[<prev] [next>] [<thread-prev] [thread-next>] [day] [month] [year] [list]
Message-ID: <ef82e396-dad0-78fe-1cc7-817163829a77@huaweicloud.com>
Date: Fri, 27 Jan 2023 16:57:43 +0100
From: Jonas Oberhauser <jonas.oberhauser@...weicloud.com>
To: paulmck@...nel.org
Cc: Alan Stern <stern@...land.harvard.edu>, parri.andrea@...il.com,
will@...nel.org, peterz@...radead.org, boqun.feng@...il.com,
npiggin@...il.com, dhowells@...hat.com, j.alglave@....ac.uk,
luc.maranget@...ia.fr, akiyks@...il.com, dlustig@...dia.com,
joel@...lfernandes.org, urezki@...il.com, quic_neeraju@...cinc.com,
frederic@...nel.org, linux-kernel@...r.kernel.org
Subject: Re: [PATCH v2 1/2] tools/memory-model: Unify UNLOCK+LOCK pairings to
po-unlock-lock-po
On 1/27/2023 4:13 PM, Paul E. McKenney wrote:
> On Fri, Jan 27, 2023 at 02:18:41PM +0100, Jonas Oberhauser wrote:
>> On 1/27/2023 12:21 AM, Paul E. McKenney wrote:
>>> On Thu, Jan 26, 2023 at 12:08:28PM -0800, Paul E. McKenney wrote:
>>>> On Thu, Jan 26, 2023 at 11:36:51AM -0500, Alan Stern wrote:
>>>>> On Thu, Jan 26, 2023 at 02:46:03PM +0100, Jonas Oberhauser wrote:
>>>>>> LKMM uses two relations for talking about UNLOCK+LOCK pairings:
>>>>>>
>>>>>> 1) po-unlock-lock-po, which handles UNLOCK+LOCK pairings
>>>>>> on the same CPU or immediate lock handovers on the same
>>>>>> lock variable
>>>>>>
>>>>>> 2) po;[UL];(co|po);[LKW];po, which handles UNLOCK+LOCK pairs
>>>>>> literally as described in rcupdate.h#L1002, i.e., even
>>>>>> after a sequence of handovers on the same lock variable.
>>>>>>
>>>>>> The latter relation is used only once, to provide the guarantee
>>>>>> defined in rcupdate.h#L1002 by smp_mb__after_unlock_lock(), which
>>>>>> makes any UNLOCK+LOCK pair followed by the fence behave like a full
>>>>>> barrier.
>>>>>>
>>>>>> This patch drops this use in favor of using po-unlock-lock-po
>>>>>> everywhere, which unifies the way the model talks about UNLOCK+LOCK
>>>>>> pairings.
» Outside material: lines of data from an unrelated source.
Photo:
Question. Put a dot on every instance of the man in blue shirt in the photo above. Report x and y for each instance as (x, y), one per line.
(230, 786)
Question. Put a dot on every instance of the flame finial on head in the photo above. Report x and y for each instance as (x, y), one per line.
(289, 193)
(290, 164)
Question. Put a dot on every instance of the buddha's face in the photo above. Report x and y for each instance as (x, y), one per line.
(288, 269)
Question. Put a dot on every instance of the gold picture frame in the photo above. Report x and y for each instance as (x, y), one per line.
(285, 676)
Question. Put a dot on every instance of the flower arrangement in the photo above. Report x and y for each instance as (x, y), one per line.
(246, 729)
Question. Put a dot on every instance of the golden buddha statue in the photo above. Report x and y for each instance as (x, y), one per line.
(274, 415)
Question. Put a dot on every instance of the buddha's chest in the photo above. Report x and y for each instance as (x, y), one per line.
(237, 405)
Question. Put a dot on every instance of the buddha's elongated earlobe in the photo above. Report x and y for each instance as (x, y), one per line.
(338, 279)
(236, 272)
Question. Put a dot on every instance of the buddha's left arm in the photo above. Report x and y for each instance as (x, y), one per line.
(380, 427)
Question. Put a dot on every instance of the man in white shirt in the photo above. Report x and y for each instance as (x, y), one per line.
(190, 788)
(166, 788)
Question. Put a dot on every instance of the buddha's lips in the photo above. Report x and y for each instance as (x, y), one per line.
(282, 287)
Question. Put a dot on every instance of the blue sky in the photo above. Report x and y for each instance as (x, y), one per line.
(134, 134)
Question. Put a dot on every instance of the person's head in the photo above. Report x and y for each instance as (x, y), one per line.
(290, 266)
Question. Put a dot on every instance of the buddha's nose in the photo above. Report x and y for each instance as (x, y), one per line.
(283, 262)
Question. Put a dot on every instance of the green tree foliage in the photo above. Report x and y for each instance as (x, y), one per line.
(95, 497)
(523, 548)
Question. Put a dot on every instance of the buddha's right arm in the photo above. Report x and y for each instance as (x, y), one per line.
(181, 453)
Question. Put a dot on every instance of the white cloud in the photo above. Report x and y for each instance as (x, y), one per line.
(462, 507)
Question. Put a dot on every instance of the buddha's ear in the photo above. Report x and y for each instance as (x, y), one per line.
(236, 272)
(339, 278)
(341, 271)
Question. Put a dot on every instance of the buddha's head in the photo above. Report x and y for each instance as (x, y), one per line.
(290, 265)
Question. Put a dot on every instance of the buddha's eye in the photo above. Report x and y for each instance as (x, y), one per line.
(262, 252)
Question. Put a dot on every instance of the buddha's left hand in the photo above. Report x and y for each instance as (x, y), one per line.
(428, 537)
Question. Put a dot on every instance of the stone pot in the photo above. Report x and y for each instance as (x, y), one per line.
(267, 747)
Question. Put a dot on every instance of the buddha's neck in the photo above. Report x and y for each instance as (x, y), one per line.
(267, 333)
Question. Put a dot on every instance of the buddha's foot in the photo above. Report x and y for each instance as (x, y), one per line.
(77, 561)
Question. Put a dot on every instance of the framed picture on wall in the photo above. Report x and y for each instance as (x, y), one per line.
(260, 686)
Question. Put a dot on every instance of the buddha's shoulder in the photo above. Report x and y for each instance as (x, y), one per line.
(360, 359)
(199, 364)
At first glance this seems to weaken the guarantee given
>>>>>> by LKMM: When considering a long sequence of lock handovers
>>>>>> such as below, where P0 hands the lock to P1, which hands it to P2,
>>>>>> which finally executes such an after_unlock_lock fence, the mb
>>>>>> relation currently links any stores in the critical section of P0
>>>>>> to instructions P2 executes after its fence, but not so after the
>>>>>> patch.
>>>>>>
>>>>>> P0(int *x, int *y, spinlock_t *mylock)
>>>>>> {
>>>>>> spin_lock(mylock);
>>>>>> WRITE_ONCE(*x, 2);
>>>>>> spin_unlock(mylock);
>>>>>> WRITE_ONCE(*y, 1);
>>>>>> }
>>>>>>
>>>>>> P1(int *y, int *z, spinlock_t *mylock)
>>>>>> {
>>>>>> int r0 = READ_ONCE(*y); // reads 1
>>>>>> spin_lock(mylock);
>>>>>> spin_unlock(mylock);
>>>>>> WRITE_ONCE(*z,1);
>>>>>> }
>>>>>>
>>>>>> P2(int *z, int *d, spinlock_t *mylock)
>>>>>> {
>>>>>> int r1 = READ_ONCE(*z); // reads 1
>>>>>> spin_lock(mylock);
>>>>>> spin_unlock(mylock);
>>>>>> smp_mb__after_unlock_lock();
>>>>>> WRITE_ONCE(*d,1);
>>>>>> }
>>>>>>
>>>>>> P3(int *x, int *d)
>>>>>> {
>>>>>> WRITE_ONCE(*d,2);
>>>>>> smp_mb();
>>>>>> WRITE_ONCE(*x,1);
>>>>>> }
>>>>>>
>>>>>> exists (1:r0=1 /\ 2:r1=1 /\ x=2 /\ d=2)
>>>>>>
>>>>>> Nevertheless, the ordering guarantee given in rcupdate.h is actually
>>>>>> not weakened. This is because the unlock operations along the
>>>>>> sequence of handovers are A-cumulative fences. They ensure that any
>>>>>> stores that propagate to the CPU performing the first unlock
>>>>>> operation in the sequence must also propagate to every CPU that
>>>>>> performs a subsequent lock operation in the sequence. Therefore any
>>>>>> such stores will also be ordered correctly by the fence even if only
>>>>>> the final handover is considered a full barrier.
>>>>>>
>>>>>> Indeed this patch does not affect the behaviors allowed by LKMM at
>>>>>> all. The mb relation is used to define ordering through:
>>>>>> 1) mb/.../ppo/hb, where the ordering is subsumed by hb+ where the
>>>>>> lock-release, rfe, and unlock-acquire orderings each provide hb
>>>>>> 2) mb/strong-fence/cumul-fence/prop, where the rfe and A-cumulative
>>>>>> lock-release orderings simply add more fine-grained cumul-fence
>>>>>> edges to substitute a single strong-fence edge provided by a long
>>>>>> lock handover sequence
>>>>>> 3) mb/strong-fence/pb and various similar uses in the definition of
>>>>>> data races, where as discussed above any long handover sequence
>>>>>> can be turned into a sequence of cumul-fence edges that provide
>>>>>> the same ordering.
>>>>>>
>>>>>> Signed-off-by: Jonas Oberhauser <jonas.oberhauser@...weicloud.com>
>>>>>> ---
>>>>> Reviewed-by: Alan Stern <stern@...land.harvard.edu>
>>>> A quick spot check showed no change in performance, so thank you both!
>>>>
>>>> Queued for review and further testing.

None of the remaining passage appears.